Türk milleti, binlerce yıllık tarihinde nice badireler atlatmış, nice kayıplar vermiş ve defalarca yok olma tehlikesiyle karşı karşıya kalmıştır. Bazen kendini ve toprağını tanımayan yöneticiler ortaya çıkmış ve küçük dünyalarındaki konforu devam ettirmek için halka zulmetmeyi marifet saymışlar bazen de hayalperest yöneticiler 1 koyup 3 almak hevesiyle ülkeyi ateşe atmışlardır. Ancak Türk tarihi defalarca göstermiştir ki binlerce yıllık birikimi arkasına alan Anadolu insanı günü, zamanı geldiğinde birlik ve beraberlik içinde yeniden doğuşu başarmışlardır. Bu anlamda 29 Ekim 1923, sadece bir kuruluş günü değildir. 29 Ekim; Anadolu’nun yürekli evlatlarının kendi kaderini eline alma geleneğinin 20.yüzyıldaki destansı ifadesidir.

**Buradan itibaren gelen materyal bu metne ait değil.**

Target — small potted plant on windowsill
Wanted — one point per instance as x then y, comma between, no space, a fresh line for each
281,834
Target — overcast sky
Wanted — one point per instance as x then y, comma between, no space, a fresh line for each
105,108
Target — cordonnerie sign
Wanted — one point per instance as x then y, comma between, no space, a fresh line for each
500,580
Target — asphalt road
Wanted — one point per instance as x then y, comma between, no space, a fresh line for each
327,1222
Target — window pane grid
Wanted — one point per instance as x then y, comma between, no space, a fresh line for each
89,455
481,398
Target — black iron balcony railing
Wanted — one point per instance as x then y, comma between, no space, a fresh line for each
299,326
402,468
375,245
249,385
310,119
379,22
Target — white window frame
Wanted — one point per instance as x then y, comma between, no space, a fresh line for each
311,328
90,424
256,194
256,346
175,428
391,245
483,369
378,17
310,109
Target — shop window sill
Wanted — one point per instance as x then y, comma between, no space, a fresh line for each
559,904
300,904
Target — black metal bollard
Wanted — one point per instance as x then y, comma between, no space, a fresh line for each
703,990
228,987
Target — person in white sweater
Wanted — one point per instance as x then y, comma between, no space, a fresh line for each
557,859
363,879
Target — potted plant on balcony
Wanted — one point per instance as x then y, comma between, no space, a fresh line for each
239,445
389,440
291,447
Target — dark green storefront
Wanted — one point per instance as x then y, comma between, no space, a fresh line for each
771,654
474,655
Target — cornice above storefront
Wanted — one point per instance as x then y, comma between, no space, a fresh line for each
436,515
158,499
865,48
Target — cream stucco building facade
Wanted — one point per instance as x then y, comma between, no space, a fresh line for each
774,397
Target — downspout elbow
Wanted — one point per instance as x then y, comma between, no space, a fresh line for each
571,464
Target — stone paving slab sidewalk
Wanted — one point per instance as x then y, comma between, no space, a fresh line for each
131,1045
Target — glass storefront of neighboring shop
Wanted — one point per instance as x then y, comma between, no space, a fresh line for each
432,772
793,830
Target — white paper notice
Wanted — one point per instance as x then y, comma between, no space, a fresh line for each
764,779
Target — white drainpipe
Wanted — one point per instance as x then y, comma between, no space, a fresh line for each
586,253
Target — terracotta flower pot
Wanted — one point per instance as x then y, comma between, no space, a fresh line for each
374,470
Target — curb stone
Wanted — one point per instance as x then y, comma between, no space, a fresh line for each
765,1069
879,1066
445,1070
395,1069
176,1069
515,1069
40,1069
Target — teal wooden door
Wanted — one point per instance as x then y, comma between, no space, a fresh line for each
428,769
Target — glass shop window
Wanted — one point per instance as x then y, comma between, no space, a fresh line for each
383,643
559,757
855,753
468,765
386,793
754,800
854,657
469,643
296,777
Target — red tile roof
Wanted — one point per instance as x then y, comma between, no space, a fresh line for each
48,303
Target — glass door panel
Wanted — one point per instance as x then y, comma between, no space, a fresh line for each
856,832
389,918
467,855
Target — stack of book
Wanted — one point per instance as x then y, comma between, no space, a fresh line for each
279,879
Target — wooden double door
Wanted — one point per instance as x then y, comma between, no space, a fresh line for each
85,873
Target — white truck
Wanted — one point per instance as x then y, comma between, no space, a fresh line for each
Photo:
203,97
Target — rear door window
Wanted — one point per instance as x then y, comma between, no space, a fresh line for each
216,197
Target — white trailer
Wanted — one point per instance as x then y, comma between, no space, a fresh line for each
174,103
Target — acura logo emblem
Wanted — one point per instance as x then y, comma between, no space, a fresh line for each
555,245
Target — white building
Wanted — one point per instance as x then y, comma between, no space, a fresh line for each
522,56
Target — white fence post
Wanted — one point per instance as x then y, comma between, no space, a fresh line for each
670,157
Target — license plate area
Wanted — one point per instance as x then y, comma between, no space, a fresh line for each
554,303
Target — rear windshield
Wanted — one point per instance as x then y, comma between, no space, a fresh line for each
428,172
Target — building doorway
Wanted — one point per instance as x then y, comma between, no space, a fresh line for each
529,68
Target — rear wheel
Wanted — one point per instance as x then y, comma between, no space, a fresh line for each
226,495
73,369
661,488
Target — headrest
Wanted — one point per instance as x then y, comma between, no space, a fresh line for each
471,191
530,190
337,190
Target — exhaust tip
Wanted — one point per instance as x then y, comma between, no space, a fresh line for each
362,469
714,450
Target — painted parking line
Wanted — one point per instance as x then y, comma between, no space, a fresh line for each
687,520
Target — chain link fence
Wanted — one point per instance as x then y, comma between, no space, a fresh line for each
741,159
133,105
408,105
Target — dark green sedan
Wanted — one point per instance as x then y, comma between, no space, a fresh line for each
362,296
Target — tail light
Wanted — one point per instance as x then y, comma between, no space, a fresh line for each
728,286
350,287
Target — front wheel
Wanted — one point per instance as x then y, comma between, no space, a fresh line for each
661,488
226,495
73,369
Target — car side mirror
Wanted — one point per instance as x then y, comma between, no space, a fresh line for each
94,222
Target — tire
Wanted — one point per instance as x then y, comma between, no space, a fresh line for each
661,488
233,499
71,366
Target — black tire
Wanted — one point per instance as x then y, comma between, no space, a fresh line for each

Öte yandan, tıpkı tarihimizin pek çok döneminde olduğu gibi, var olma mücadelesini anlamayan, ödenen bedelleri kavrayamayan güruhlar ortaya çıkmıştır. Bu güruhlar için her değer maddiyata tabidir, ödenen her bedel ücret mukabilidir ve Anadolu’nun güzel insanları sadece onların zevk ve sefasına hizmet etmek için vardır. Bu itibarla Türk milletinin başka ülkelere karşı yürüttüğü mücadeleden daha zor olan şey, içerdeki güruhların yıkıcılığıdır. Reklam arası merakı yaşayanlar, tarihin sürekliliğini reddederek Cumhuriyet karşıtlığını marifet sayan bir “Osmanlı torunluğu” uyduranlar ve Cumhuriyetin tüm nimetlerinden yararlanırken mazlum bir millete fakirlik bahşedenler hep aynı geleneğin yansımalarıdır. Ancak bu güruhların karşısında da dün Sakarya’da ve Dumlupınar’da bugün Ulus Meydanında ve Taksim Gezi Parkında ve yurdun dört bir yanında yürek yürek mücadele eden vatanseverler vardır. Varlığımızın ve geleceğimizin teminatı da vatanseverlerin oluşturduğu büyük gelenektir. O halde endişe duymaya değil mücadeleye ihtiyaç vardır. Şüphesiz ki “Cumhuriyeti Kuran Türk Milleti, İlelebet Yaşatmasını da Bilecektir!”